Portioning Vs. Taking Turns: Not Sharing is also Caring
Nermeen
by
Dr. Nermeen Dashoush, PhD
STEM Specialist and Chief Curriculum Officer
for MarcoPolo World School

As a classroom teacher for over ten years, issues with sharing come up often with over 20 children in one room and a limited amount of supplies. Sharing is certainly a useful skill that helps us co-exist peacefully. Parents often ask me strategies for sharing because they are exhausted from repeating, “SHARE!” as their children argue over toys, crayons, clothes, etc. They are often surprised when I tell them, “Your child doesn’t always have to share.” This is where the distinction between portioning and taking turns comes in handy.

What’s the difference?

Portioning, for this purpose, means dividing a material or using it simultaneously. Taking turns means just that, the material (usually limited) gets passed along from one user to another. Of course, there are exceptions, but these guidelines mostly apply.

What can kids portion?

Materials with multiple pieces could be shared. Examples of this include building blocks or markers. These materials are generally put in the center of play or activities, and children use as needed. The material can be placed back for use by the group when not used. There is no need to count things out or establish precisely how many pieces each person should get. However, discuss with your children BEFORE playing what they think a reasonable amount per person would look like.

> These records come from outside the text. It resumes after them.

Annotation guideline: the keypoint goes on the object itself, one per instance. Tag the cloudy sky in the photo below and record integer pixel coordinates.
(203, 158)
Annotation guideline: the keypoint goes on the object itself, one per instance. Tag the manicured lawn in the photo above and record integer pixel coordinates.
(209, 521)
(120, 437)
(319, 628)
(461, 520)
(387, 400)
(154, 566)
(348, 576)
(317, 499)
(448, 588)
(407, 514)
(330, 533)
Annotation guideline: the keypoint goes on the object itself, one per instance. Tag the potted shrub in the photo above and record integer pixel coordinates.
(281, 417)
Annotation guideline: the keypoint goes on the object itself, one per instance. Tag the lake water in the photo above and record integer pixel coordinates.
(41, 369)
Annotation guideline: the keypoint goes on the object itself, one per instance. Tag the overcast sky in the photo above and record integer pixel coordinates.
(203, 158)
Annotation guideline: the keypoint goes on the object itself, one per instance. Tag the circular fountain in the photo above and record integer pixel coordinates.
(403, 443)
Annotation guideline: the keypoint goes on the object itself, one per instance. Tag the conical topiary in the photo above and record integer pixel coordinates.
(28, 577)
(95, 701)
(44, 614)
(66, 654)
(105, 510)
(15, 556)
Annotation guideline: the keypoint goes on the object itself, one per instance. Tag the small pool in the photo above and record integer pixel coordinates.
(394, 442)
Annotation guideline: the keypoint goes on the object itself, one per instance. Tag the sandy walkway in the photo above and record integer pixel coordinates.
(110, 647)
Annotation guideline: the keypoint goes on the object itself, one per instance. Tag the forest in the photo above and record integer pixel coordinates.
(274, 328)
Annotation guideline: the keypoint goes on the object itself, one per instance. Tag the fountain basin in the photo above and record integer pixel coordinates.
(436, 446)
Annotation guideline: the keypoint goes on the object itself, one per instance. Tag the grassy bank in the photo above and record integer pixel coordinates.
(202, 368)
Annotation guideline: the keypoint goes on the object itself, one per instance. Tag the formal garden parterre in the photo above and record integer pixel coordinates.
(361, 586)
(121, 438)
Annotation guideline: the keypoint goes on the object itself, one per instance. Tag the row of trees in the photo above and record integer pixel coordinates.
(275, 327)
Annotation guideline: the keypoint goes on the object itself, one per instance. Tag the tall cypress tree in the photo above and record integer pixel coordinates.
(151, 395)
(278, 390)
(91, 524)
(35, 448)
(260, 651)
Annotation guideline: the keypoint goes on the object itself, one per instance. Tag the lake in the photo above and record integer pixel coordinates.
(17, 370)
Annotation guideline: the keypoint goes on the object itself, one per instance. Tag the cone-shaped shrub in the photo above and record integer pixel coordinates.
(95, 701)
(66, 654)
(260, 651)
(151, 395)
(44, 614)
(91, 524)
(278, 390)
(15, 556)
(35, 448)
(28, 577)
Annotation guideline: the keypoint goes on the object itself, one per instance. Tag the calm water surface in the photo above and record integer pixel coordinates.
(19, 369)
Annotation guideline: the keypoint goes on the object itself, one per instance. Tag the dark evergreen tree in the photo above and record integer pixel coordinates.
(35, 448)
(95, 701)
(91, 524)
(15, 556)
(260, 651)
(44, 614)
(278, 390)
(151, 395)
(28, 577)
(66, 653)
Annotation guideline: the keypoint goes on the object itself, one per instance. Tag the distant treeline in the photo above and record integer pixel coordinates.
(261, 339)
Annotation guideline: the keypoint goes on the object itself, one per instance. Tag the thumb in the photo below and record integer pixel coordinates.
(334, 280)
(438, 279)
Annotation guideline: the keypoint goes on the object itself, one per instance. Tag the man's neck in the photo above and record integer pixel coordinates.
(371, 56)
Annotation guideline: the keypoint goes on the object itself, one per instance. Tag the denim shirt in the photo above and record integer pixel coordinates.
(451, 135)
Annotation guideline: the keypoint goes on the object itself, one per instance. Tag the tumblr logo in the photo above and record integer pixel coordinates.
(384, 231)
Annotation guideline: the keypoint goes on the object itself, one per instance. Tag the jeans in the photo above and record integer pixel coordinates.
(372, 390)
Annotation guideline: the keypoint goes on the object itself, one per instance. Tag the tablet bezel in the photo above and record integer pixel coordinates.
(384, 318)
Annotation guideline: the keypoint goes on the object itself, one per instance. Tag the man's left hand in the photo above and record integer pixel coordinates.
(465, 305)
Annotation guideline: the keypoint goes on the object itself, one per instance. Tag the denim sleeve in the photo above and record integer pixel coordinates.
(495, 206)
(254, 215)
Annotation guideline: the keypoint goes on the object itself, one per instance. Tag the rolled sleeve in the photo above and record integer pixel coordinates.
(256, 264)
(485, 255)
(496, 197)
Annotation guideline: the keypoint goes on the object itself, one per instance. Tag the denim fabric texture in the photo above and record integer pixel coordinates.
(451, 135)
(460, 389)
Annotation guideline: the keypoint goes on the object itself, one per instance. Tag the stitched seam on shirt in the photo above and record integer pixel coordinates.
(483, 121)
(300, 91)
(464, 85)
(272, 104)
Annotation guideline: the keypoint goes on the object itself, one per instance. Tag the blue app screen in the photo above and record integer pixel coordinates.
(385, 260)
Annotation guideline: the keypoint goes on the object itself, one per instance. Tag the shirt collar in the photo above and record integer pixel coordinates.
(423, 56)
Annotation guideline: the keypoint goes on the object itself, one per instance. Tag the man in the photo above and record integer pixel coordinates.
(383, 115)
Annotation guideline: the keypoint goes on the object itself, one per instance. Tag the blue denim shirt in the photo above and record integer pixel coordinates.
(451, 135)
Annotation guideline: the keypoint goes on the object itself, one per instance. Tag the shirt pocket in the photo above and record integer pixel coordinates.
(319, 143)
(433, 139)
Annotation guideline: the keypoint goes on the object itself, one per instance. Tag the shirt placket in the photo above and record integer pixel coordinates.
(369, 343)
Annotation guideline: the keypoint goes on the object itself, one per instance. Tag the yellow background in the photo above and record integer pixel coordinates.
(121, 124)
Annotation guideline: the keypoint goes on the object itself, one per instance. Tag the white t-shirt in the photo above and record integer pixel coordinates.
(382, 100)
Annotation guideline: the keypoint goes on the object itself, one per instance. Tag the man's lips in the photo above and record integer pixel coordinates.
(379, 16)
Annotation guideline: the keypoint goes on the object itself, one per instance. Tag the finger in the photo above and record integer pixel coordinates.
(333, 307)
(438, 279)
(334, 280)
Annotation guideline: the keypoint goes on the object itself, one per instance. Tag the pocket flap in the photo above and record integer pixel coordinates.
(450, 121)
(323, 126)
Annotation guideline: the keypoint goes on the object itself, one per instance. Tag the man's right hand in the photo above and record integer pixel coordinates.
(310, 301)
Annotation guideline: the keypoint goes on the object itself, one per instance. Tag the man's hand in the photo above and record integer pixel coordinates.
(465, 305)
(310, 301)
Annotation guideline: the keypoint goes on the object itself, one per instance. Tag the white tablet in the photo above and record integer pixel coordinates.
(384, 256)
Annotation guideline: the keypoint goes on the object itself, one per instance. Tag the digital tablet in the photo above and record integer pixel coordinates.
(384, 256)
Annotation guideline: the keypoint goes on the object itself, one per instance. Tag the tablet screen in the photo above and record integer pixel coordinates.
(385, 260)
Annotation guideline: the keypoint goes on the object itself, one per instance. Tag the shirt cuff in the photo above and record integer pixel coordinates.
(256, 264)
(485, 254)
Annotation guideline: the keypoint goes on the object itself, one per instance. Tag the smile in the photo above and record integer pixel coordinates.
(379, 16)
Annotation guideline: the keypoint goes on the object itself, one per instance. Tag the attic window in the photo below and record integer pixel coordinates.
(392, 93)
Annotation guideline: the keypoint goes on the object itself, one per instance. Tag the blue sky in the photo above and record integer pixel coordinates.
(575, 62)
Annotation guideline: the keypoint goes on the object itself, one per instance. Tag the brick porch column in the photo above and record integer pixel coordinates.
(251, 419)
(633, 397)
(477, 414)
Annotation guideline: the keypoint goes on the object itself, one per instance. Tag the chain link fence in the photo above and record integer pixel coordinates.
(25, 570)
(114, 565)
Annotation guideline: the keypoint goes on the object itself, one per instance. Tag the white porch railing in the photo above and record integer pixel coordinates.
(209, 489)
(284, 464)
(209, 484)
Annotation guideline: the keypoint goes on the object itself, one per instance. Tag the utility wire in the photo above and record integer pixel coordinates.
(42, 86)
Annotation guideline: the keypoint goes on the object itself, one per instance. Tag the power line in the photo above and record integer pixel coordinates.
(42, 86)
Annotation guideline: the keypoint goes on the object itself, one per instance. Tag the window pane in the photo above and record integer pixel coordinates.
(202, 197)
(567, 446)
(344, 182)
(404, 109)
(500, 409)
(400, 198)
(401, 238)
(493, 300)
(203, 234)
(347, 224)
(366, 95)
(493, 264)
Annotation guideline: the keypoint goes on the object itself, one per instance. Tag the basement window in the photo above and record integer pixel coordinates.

Unfortunately, it’s not for everyone:

Imagine you went to work, and your supervisor asked you to share your wedding ring. It is sentimental to you, and you would prefer to keep it to yourself. Your child, also a person with feelings, has personal sentimental objects. I once witnessed a parent forcing their child to share their stuffed animal with an unknown child at the playground. It is simply not fair or respectful of the child. Some things are not meant to be shared. Talk with your child to identify which objects are personal to them and help them make the distinction. Not sharing all things can help when it comes to sharing. It also sends the child a message that you respect them and that sharing is a choice. Studies show that children who feel like they are not being forced to share are more likely to do so by choice.

Taking Turns Strategies:

Taking turns is a skill that can be taught. This includes teaching your child to say things like:

  • Can I use that when you are done with it?
  • Can I have that in X minutes? (Children can agree on a time and set a timer)
  • I am using that now, but you can have it when I am done with it.
  • Can I have a turn with that?
  • Can I use that and give it back?